Petersens Handy meldete sich. Er murmelte eine Entschuldigung und zog das Telefon aus der Hemdtasche. Das Gespräch dauerte keine Minute. »Ja, machen wir. Kein Problem, wir sind in einer halben Stunde da.« Er drückte den roten Knopf und steckte das Handy wieder weg.
»Was Wichtiges?«, fragte Wiebke.
»Das kann man wohl sagen.« Petersen drückte die Zigarette im Aschenbecher aus. Er biss in ein trockenes Brötchen, das er sich vorhin aus dem Korb genommen hatte. »Essen werde ich das wohl gleich unterwegs. Es gibt Arbeit. Bente Harmsen will uns sprechen.« Er winkte der Kellnerin, um die Rechnung zu begleichen.
Keine zehn Minuten später saßen sie im Dienstwagen und waren auf dem Weg nach Nordstrand.
»Kann ich mich auf Ihre Diskretion verlassen?« Bente Harmsen blickte die Beamten mit versteinerter Miene an. Sie saßen an einem Tisch im hinteren Bereich der kleinen Strandkneipe. Erst vor einer Stunde waren die Kollegen der Spurensicherung abgerückt. Wiebkes Blick glitt durch die große Glasfront zum Außenbereich. Ein Strandkorb fehlte. Man hatte ihn abtransportiert, um ihn bei der KTU in Flensburg untersuchen zu lassen. Piet Johannsen erhoffte sich von den Mikrospuren Hinweise.
»Das kommt darauf an«, erwiderte Wiebke.
»Es ist sehr privat, was ich Ihnen jetzt sage.« Bente Harmsen hatte die Stimme gesenkt, obwohl sie sich alleine im Möwennest befanden.
»Wir sind an der Aufklärung eines Mordes interessiert, nicht an Ihrem Privatleben«, stellte Jan Petersen klar.

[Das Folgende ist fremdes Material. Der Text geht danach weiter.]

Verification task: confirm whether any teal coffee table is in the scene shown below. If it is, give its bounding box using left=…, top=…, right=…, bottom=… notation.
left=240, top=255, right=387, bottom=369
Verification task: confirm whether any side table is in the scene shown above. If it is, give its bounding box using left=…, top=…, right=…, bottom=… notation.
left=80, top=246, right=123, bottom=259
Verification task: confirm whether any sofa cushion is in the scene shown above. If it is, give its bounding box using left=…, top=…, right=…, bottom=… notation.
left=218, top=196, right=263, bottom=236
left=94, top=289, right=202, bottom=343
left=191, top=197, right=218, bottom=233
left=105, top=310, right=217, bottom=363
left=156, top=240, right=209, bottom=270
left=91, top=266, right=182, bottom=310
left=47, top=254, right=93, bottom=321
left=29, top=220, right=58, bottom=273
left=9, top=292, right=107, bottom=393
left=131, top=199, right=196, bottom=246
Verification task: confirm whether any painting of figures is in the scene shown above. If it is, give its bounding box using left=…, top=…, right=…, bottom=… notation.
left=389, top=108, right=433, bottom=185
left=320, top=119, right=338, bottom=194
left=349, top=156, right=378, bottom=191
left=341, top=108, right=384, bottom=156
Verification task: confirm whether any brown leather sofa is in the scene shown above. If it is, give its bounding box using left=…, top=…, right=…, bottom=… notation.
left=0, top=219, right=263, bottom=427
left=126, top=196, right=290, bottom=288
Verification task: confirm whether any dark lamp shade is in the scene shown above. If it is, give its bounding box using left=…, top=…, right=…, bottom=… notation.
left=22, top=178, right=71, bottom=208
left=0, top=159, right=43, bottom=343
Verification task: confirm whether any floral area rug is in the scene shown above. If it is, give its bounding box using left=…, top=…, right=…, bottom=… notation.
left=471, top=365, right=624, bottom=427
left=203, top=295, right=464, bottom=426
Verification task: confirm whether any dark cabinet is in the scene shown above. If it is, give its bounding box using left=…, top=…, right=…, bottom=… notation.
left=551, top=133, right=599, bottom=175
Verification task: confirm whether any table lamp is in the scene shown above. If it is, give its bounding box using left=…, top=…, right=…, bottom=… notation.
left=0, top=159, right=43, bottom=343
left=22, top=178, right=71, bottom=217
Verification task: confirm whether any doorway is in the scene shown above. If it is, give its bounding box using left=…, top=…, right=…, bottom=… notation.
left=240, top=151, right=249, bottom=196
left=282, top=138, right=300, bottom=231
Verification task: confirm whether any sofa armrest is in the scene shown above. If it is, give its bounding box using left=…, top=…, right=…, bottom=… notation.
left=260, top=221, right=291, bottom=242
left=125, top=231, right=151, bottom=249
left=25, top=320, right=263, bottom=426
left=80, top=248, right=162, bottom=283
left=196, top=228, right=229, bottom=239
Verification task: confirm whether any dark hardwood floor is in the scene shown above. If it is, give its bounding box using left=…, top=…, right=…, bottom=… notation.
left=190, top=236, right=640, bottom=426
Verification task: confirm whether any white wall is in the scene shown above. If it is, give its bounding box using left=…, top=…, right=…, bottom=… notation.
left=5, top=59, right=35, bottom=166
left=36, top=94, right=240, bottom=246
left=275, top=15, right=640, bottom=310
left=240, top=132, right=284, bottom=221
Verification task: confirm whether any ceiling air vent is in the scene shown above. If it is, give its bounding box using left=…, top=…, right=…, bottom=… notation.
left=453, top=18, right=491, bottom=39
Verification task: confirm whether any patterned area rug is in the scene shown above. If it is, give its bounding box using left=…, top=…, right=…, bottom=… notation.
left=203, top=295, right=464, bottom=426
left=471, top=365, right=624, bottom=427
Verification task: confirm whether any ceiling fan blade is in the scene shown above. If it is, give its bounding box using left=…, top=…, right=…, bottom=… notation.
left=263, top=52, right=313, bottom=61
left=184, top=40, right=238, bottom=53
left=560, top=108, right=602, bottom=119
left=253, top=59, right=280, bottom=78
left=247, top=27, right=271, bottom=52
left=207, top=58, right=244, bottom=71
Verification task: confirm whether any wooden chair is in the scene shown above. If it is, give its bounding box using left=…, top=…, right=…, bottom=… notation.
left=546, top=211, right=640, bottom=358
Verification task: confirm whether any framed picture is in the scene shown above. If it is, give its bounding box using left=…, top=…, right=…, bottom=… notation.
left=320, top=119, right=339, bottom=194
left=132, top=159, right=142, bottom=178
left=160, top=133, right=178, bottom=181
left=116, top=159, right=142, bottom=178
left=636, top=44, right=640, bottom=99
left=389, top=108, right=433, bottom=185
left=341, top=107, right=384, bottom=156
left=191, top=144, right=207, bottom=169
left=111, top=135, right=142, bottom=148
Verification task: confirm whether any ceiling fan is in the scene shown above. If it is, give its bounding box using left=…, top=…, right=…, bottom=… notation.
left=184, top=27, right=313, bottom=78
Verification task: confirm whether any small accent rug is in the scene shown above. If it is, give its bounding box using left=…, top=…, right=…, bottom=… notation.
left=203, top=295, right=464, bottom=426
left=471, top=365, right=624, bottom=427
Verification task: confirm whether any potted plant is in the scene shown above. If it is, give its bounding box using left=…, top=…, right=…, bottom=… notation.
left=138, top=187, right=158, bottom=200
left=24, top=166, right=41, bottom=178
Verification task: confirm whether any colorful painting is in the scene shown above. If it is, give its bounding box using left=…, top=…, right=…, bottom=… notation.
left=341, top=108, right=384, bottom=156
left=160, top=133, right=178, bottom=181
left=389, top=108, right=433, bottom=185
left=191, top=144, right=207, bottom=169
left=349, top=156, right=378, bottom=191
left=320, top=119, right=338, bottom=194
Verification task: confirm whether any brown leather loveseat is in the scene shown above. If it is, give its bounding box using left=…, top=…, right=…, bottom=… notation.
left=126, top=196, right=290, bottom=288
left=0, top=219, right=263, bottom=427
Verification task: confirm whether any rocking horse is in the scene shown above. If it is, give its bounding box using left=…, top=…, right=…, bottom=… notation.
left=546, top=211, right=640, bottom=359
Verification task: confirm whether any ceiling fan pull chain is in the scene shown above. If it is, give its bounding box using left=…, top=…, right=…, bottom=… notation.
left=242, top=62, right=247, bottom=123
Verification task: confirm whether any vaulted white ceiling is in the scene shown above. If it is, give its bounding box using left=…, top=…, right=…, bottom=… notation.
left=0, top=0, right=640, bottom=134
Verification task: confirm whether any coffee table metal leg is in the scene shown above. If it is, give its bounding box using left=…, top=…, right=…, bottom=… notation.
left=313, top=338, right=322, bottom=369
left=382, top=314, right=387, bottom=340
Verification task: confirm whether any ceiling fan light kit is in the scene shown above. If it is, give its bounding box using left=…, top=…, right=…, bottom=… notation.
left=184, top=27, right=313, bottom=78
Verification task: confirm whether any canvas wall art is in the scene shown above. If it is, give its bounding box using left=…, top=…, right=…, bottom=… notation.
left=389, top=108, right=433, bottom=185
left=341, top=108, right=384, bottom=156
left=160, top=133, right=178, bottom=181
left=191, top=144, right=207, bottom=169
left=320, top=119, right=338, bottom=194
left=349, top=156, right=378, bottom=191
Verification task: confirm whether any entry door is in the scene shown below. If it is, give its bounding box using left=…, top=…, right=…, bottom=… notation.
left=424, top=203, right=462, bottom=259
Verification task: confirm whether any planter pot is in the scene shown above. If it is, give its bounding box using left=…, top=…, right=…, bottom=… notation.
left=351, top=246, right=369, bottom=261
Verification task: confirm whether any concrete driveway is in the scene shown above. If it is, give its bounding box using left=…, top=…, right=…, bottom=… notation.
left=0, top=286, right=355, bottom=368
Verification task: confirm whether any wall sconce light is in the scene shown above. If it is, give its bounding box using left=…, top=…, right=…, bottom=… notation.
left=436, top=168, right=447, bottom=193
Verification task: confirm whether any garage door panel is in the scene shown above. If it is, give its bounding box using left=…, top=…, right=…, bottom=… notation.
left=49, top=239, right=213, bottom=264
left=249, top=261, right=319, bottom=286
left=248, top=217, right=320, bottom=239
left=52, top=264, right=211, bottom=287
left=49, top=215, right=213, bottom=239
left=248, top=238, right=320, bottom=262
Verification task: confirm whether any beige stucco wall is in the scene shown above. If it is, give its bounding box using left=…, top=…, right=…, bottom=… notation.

»Ich habe gelogen«, flüsterte Bente Harmsen. Als sie die Kommissare anblickte, schimmerten ihre Augen feucht. »Es stimmt nicht, was ich Ihnen heute Morgen erzählt habe.« Sie legte eine Pause ein und rang nervös mit den Fingern. »Ich kannte den Mann, der sich in meinem Strandkorb erschossen hat.«
»Er wurde getötet, so viel steht bereits fest«, antwortete Wiebke.
»Stehe ich jetzt unter Mordverdacht?« Bente Harmsens Augen wurden groß.